It may be surprising, but for me this is a whole new experience because I never watch movies, theater or opera and art exhibitions online on my home computer. Even its screen has a diagonal of 54 centimeters (21 inches), I am today used to watch movies – thanks to modern LED televisions – in the best resolution with more then 1 meter wide screens and very comfortably from my sofa.
And now I have to sit stiffly on my desk chair and stare at a computer screen for at least 2 hours or more and then let myself be carried away emotionally – no easy task.
Especially since the Berlinale management releases a very specific number of films only for exactly 24 hours (from 7 a.m. to 7 a.m.) for us journalists.
If you miss them, they’re gone.

Berlinale 2021: Im Desktop-Cinema bei mir zu Hause © Holger Jacobs

“I am your person” by Maria Schrader in the competition

This time there are four German films among the 11 movies in the competition.
And the German director Maria Schrader is one of the most renowned in her field. Initially active as an actress (Max Reinhardt Seminar in Vienna), she came to film through her long-time partner Dani Levy. “Ich bin Dein Mensch” is her third feature film, which was the first time she was invited to the Berlinale competition.
The movie begins with a scene in a dance hall in which a lady who appears a bit too friendly (Sandtra Hüller) brings a second lady who seems a bit too insecure to a table where a man who is a bit too good-looking is waiting for her.
He has everything what a woman wants in a man: tall, but not too tall, slim, but not too slim, full but not too long hair, blue eyes and a radiant, but not too radiant smile. Gentle look, gentle voice and a flattering choice of words. And with a slightly English – and thus slightly exotic – accent:
A perfect man!
As a male species, of course, I cannot necessarily say whether this type of man is perceived as perfect by the majority of all women, but I can well imagine.
In any case, Dr. Alma Felser (Maren Eggert) thinks “Tom” (Dan Stevens) as perfect. At least she had given this information beforehand.
As it quickly turns out, „Tom“ is a humanoid robot that she is now to test.

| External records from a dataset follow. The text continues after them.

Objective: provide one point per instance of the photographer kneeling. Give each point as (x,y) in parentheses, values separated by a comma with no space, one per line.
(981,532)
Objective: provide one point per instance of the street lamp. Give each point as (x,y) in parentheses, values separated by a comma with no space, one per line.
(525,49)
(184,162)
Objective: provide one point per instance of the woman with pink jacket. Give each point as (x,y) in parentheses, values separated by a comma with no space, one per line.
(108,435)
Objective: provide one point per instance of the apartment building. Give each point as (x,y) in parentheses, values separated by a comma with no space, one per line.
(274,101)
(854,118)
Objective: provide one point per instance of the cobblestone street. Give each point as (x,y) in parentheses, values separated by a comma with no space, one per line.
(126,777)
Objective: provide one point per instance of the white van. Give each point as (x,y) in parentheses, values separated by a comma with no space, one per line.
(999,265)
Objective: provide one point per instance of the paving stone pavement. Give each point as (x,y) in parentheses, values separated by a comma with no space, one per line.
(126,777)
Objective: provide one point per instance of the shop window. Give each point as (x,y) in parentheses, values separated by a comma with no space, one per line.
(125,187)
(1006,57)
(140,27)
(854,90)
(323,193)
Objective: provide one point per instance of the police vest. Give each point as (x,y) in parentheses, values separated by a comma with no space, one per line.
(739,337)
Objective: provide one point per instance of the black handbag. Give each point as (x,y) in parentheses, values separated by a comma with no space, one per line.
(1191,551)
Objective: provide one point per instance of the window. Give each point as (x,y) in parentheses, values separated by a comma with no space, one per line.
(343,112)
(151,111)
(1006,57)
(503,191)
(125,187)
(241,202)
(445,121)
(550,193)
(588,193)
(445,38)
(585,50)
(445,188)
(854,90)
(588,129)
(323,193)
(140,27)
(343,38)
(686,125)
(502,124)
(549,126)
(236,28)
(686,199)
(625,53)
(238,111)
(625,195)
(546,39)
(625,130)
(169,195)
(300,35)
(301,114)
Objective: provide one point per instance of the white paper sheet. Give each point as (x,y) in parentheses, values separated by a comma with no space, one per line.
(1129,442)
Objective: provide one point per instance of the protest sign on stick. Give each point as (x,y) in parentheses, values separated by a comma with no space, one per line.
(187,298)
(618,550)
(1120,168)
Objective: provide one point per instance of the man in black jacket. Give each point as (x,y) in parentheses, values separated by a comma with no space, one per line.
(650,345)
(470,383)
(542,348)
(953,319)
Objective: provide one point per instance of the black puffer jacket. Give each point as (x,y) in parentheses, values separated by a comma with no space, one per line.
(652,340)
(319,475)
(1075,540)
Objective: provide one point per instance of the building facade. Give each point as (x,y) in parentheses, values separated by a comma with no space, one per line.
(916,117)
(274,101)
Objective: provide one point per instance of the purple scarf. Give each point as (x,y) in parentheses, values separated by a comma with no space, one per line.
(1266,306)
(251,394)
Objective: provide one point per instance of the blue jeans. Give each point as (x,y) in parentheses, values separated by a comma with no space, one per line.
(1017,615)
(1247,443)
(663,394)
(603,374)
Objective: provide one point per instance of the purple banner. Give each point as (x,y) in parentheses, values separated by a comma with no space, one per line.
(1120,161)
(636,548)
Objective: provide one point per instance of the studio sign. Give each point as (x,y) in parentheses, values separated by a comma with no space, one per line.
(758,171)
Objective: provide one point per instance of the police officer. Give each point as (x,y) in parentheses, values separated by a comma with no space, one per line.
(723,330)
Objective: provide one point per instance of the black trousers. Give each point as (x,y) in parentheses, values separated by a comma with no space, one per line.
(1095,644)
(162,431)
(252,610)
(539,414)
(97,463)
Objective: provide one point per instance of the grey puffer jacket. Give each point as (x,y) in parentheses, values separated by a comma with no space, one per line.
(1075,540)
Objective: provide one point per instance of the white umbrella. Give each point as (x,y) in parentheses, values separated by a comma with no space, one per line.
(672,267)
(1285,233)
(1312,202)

For this purpose, Dr. Felser, who works at the Pergamon Museum as a specialist in Persian and Sumerian cuneiform writing, was persuaded by a colleague to test this robot.
She is supposed to bring her opinion and her experience with a human-like robot to an expert opinion, which is to be submitted to the German Ethics Council. This should then decide whether humanoids can also marry or get a passport – in other words: can it/ he live as a fully-fledged individual among us?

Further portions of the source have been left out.